Wie es sich anfühlt, bei einer EM auf dem Siegertreppchen zu stehen, durfte er 2015 erleben: Damals holte er bei der Junioren-EM in Istanbul die Bronzemedaille. Wenige Jahre zuvor war er ukrainischer Jugendmeister geworden. Viktor Lyzen wurde 1996 in der Ukraine geboren. Sein Vater Viktor senior war Ringer in der ukrainischen Nationalmannschaft und wechselte Ende der 1990er-Jahre zum saarländischen Traditionsclub KSV Köllerbach, später zog es ihn weiter zum AC 09 Laubenheim nach Mainz. Sein damals zweijähriger Sohn Viktor junior kam kurz darauf mit seiner Mutter nach Deutschland, wo vor acht Jahren Schwester Jana geboren wurde. Im Alter von gerade einmal vier Jahren begab sich Viktor junior erstmals auf die Ringermatte. „Zuerst habe ich meinem Vater beim Training zugeschaut, dann habe ich selbst angefangen“, erinnert er sich an seine ersten Vorwärts- und Rückwärtsrollen in der Laubenheimer Jugendabteilung. Eine Zeit lang spielte Lyzen auch Tennis im Verein und bewies in beiden Sportarten Talent. Doch als er sich als Teenie für eine entscheiden musste, war klar: Das Ringen hatte die Nase vorn.

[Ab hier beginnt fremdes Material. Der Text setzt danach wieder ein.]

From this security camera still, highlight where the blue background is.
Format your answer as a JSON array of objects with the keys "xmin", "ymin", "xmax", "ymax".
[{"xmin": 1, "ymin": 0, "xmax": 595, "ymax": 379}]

Ringer-Gene in der Familie
Vom AC 09 Laubenheim ging seine Laufbahn, die fast genauso viele Vereine wie Jahre zählt, erst zum SV Alemannia Nackenheim, dann zum Laubenheimer Lokalrivalen ASV Mainz 88, von wo aus er mit dem Schulwechsel ans Sportinternat Freiburg zur RG Waldkirch-Kollnau wechselte. Von dort ging es weiter zu Zweitligist TV Triberg. Seit 2017 geht Lyzen bei Einzelmeisterschaften für Bundesligist KSV Köllerbach an den Start. Zudem in der vergangenen Saison für die „Lions“ des SV Alemannia Nackenheim in der Bundesliga. „Ich habe schon viele Vereine kennengelernt“, blickt Lyzen zurück. Ob sich an der aktuellen Zugehörigkeit noch etwas ändert, entscheidet sich in den kommenden Wochen. „Noch ist nichts spruchreif“, betont er.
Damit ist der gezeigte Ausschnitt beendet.